Mangiare vegan fuori casa: consigli utili
13 novembre 2018

Oggigiorno capita sempre più spesso di avere la necessità di consumare pasti fuori casa, se la breve pausa pranzo sul lavoro non permette di tornare a casa per pranzo, per gli studenti o per chi si trova in viaggio.

In questi casi ci si può organizzare portandosi una pietanza da casa, che è comunque la scelta migliore, perché meno costosa e più sana, ma in caso non fosse possibile si trovano sempre pietanze 100% vegetali anche in esercizi commerciali non specializzati.

Portarsi il pasto da casa

Il primo suggerimento è cercare di sfruttare i momenti in cui potete dedicarvi alla cucina: cereali e legumi lessati al naturale, senza aggiunta di condimenti, si conservano diversi giorni in frigo. Sarà possibile poi completare velocemente la preparazione la sera o la mattina prima di uscire di casa.

I cereali in chicco come farro, avena, orzo, riso, ma anche il cous cous (velocissimo da preparare sul momento) possono essere utilizzati per preparare insalate fredde. Si possono aggiungere verdure crude a piacere, ceci o altri legumi, un trito di noci o semi, per ottenere un piatto unico completo. Se preferite un piatto caldo potete invece inserirli in una minestra di verdure o in una vellutata, o semplicemente farli saltare in padella con verdure cotte e aromi.

In commercio si trovano utilissimi portavivande che mantengono i cibi caldi anche per diverse ore, in cui potrete trasportare il pasto per gustarlo caldo.

Con i cereali si possono preparare anche crocchette o polpettoni, facili da trasportare. Cotti con verdure e con l’aggiunta di legumi possono essere modellati in polpette, burger o sformati, da passare in forno. Abbinando verdure cotte o un’insalata mista il pasto sarà completo.

Chi deve mangiare davvero in velocità potrà preparare panini o piadine, ricordando di acquistare le piadine senza strutto e senza latte. I panini possono essere farciti in maniera semplice con verdure grigliate e pomodori secchi, ma anche aggiungendo altri ingredienti come creme di tofu, tofu affumicato, tempeh, seitan tagliato a fette e passato velocemente in padella. Completi e sazianti anche panini con farinata, cecina o farifrittata (la frittata preparata con farina di ceci) e verdure oppure con burger vegetali, pomodori e insalata.

Comode da portare anche in viaggio le piadine arrotolate, precedentemente farcite con verdure e creme di legumi, ad esempio il classico hummus o con una crema di tofu.

Pranzare fuori

In caso fosse necessario pranzare in un locale sarà possibile ordinare un primo piatto con verdure, anche se non previsto in menù, chiedendo di utilizzare come condimento della pasta una delle verdure proposte come contorno. In caso di piatti che possono prevedere l’utilizzo di burro o formaggio per mantecare, come i risotti, si può chiedere di prepararli con olio d’oliva e senza aggiunta di formaggio.

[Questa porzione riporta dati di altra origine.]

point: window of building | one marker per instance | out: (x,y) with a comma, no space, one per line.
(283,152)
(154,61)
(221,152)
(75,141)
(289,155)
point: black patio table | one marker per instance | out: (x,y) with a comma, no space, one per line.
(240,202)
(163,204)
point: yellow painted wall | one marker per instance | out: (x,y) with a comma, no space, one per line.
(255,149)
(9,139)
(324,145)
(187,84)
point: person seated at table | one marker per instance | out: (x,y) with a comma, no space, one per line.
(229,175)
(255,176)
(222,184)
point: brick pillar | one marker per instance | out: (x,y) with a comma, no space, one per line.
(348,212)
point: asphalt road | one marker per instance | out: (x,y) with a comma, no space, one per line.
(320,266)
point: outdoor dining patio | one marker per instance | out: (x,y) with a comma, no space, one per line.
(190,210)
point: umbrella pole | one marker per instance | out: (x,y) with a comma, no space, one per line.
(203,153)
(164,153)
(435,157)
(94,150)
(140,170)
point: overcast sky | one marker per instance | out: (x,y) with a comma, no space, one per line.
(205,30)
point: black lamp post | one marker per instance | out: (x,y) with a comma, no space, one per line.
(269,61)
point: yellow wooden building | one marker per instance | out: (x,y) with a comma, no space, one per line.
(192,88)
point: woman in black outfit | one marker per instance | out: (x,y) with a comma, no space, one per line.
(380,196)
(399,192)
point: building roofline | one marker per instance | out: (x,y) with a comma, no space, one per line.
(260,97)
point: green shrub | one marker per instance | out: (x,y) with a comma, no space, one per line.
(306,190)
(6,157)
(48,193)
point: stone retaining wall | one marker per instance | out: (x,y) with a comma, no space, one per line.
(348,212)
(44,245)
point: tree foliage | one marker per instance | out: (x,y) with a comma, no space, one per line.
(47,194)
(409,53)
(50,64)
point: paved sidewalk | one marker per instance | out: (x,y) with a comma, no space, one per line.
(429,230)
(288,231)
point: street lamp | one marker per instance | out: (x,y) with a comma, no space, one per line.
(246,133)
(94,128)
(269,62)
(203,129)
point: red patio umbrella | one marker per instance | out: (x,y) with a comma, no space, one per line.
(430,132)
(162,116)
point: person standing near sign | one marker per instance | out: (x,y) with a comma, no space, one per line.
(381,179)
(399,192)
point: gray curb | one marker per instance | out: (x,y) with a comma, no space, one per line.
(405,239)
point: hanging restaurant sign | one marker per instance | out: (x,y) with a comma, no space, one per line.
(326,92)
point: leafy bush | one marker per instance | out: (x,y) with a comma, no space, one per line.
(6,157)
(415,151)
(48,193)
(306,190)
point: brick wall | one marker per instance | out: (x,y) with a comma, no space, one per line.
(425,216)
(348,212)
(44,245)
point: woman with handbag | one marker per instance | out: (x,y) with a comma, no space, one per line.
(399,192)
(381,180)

In ogni ristorante è in genere possibile chiedere un contorno di verdure miste e patate o antipasti di verdure sottolio; spesso al buffet delle insalate si trovano anche legumi, che possono essere aggiunti alle verdure per arricchire il piatto.

Una delle pietanze che si trovano facilmente nei take-away etnici, presenti in molti centri cittadini, sono i falafel, crocchette di ceci che vengono servite con verdure o in una piadina. In questo caso basterà evitare di far aggiungere le salse a base di uova o yogurt, che in genere vengono abbinate a questo piatto (ma sono sempre aggiunte alla fine, quindi facilmente evitabili).

Inoltre i ristoranti indiani e cinesi prevedono molti piatti a base di verdure, legumi e riso: sarà sufficiente chiedere di non aggiungere burro o salse a base di uova o yogurt.

Infine, in pizzeria si può sempre trovare un pasto vegan senza problemi, basta chiedere una pizza senza mozzarella e far aggiungere a piacere le verdure che trovate elencate in menù come ingredienti di altre pizze: verdure grigliate, al funghetto, rucola, funghi, cipolle, olive, pomodori secchi. In alcune pizzerie si trovano anche noci e fagioli, per comporre una pizza gustosa e sempre diversa.